Por outro lado a analogia não se adequa ao caso enfocado. Para a aplicação
da analogia são necessários dois requisitos básicos:
a) A inexistência de norma reguladora de determinado caso;
b) A existência de norma reguladora de caso semelhante, a ser
analogicamente estendida ao caso lacunoso.
Na situação em pesquisa inexiste lacuna legal. A gravidez resultante de
estupro permite o aborto nos termos do artigo 128, II, CP, referindo-se
claramente à mulher – vítima. De outra banda, estabelece a lei para a mulher
estupradora um aumento de pena devido à gravidez derivada do estupro,
considerando o incremento do "desvalor do resultado" em relação ao homem
vitimizado. Não há qualquer norma permissiva prevista para o caso na novel
legislação, a qual, aliás, se o quisesse, poderia ter reformulado a redação do
artigo 128, II, CP, para abranger as novas possibilidades ensejadas pela Lei
12.015/09. Note-se que os casos estudados não são semelhantes, muito ao
reverso, são mesmo contraditórios. Em uma situação trata-se da mulher na
condição de vítima, em outra desta na condição de criminosa. Que espécie de
analogia é aplicável a tal situação? Admitir que a mulher vítima de estupro
aborte é uma coisa absolutamente diversa de admitir que a mulher autora do
crime o faça. Neste segundo caso estar-se-ia permitindo que de um ato ilícito
se gerasse um direito para o infrator, o que viola frontalmente os mais
comezinhos Princípios Gerais do Direito.
Inclusive sob o prisma ético não seria jamais compreensível que se admitisse
ceder a tutela da vida humana intrauterina em prol do simples desejo da
criminosa que violou a dignidade e a liberdade sexual de outrem e agora
pretende violar também a vida humana para satisfazer seu capricho de não
arcar com o ônus de zelar pela futura criança.
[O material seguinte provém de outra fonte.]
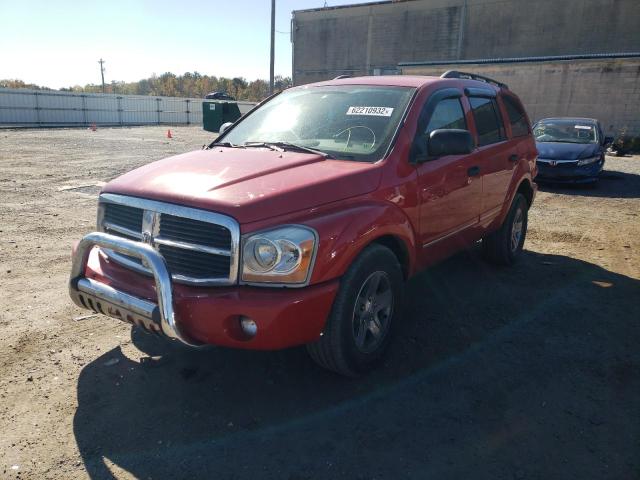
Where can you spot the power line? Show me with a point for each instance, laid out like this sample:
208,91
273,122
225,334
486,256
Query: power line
101,62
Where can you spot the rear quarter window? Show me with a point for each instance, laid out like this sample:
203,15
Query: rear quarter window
447,114
517,117
488,121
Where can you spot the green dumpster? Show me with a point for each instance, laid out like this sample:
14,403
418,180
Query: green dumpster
215,113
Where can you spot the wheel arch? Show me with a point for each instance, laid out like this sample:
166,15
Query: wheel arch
345,235
526,189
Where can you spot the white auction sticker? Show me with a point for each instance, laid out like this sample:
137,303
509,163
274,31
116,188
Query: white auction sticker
373,111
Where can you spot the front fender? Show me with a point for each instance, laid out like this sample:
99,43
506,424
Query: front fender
344,233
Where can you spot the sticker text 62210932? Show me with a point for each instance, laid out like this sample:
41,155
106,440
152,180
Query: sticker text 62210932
373,111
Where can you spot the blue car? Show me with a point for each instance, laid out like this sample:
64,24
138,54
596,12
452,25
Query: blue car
570,150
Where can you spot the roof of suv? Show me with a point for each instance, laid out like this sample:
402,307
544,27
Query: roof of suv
415,81
391,80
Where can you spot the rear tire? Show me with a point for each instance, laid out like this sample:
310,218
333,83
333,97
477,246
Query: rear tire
503,247
359,326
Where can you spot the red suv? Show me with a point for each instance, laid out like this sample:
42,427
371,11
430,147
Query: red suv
302,221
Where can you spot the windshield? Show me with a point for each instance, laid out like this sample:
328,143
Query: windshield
350,122
565,131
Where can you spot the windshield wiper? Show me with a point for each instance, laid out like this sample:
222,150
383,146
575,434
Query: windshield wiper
226,144
282,146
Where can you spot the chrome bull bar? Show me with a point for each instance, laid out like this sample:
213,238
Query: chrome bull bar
102,298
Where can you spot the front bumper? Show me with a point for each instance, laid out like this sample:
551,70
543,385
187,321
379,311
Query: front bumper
561,173
191,315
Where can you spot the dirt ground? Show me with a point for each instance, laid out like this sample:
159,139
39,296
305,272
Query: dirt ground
530,372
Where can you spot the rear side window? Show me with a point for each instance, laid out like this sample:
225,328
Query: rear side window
447,114
487,118
517,118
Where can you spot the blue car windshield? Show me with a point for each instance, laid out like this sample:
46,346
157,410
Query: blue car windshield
565,131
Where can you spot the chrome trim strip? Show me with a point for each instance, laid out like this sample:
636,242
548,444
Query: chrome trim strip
136,267
450,234
168,321
186,212
192,246
123,230
121,299
544,160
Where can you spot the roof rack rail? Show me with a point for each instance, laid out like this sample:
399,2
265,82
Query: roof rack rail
473,76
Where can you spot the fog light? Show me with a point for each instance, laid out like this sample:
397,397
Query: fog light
248,326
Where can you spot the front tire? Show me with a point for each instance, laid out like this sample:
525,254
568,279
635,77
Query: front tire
504,246
362,317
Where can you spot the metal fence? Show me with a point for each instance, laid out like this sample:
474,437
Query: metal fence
45,108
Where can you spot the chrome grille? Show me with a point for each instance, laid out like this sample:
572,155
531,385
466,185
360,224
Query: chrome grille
200,247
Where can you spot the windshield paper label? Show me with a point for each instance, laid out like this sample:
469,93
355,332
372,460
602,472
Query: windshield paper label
372,111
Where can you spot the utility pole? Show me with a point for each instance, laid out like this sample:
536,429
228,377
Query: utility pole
273,44
101,62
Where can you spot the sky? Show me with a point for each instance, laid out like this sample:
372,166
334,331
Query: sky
58,43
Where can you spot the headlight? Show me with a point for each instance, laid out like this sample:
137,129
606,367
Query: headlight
587,161
284,255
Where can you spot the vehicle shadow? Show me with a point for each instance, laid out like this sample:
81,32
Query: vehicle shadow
522,372
612,184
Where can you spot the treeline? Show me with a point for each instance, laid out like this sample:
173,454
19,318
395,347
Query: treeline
170,85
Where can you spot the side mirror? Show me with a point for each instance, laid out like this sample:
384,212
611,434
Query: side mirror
224,127
450,142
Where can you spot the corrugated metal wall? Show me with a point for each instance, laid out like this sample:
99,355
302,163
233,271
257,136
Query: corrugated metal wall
43,108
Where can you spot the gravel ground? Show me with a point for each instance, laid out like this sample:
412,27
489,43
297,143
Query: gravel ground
531,372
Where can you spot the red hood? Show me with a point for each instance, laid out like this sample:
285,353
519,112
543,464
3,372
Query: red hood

Observe-se ainda que nem sempre o homem – vítima pretenderá a eliminação
do produto da concepção. Nesse caso, permitir o aborto sentimental à gestante
consistiria em uma terrível "vitimização secundária" do estuprado. Afinal, a lei
somente exige o consentimento da gestante para o aborto humanitário, o que
significa que ela poderia executá-lo à revelia do vitimado. Essa suposta
faculdade disposta à infratora poderia inclusive, em casos que tais, converter-
se em instrumento de pressão, chantagem emocional, intimidação ou moeda
de troca para com o homem – vítima, fator este deveras preocupante,
considerando que em regra o crime de estupro se processa mediante
representação do ofendido (regra da ação penal pública condicionada disposta
no artigo 225, "caput", CP).
Assim sendo, entende-se que a disposição do aborto legal, na modalidade
"sentimental", disposta no artigo 128, II, CP, somente é aplicável aos casos em
que a gravidez seja resultante de estupro, mas com a mulher figurando como
vítima e não como autora do crime.
Por derradeiro vale salientar que no caso do chamado "aborto necessário ou
terapêutico" (artigo 128, I, CP), ou seja, aquele permitido para "salvar a vida da
gestante", será indiferente a origem da gravidez. Tenha sido ela resultante de
crime, de relações normais, seja a mulher vítima, infratora ou alguém que
engravidou normalmente, sempre será possível o aborto legal. Seria
impensável vedar a prática do aborto necessário à gestante que praticou
estupro, pois que tal medida equivaleria a condená-la à morte. E a pena de
morte é vedada, em regra, no ordenamento jurídico brasileiro por disposição
constitucional (artigo 5º, XLVII, "a", CF), não admitindo aplicação direta ou
mesmo reflexa.
(http://jus2.uol.com.br/doutrina/texto.asp?id=13501, em 09/11/09às 22:50).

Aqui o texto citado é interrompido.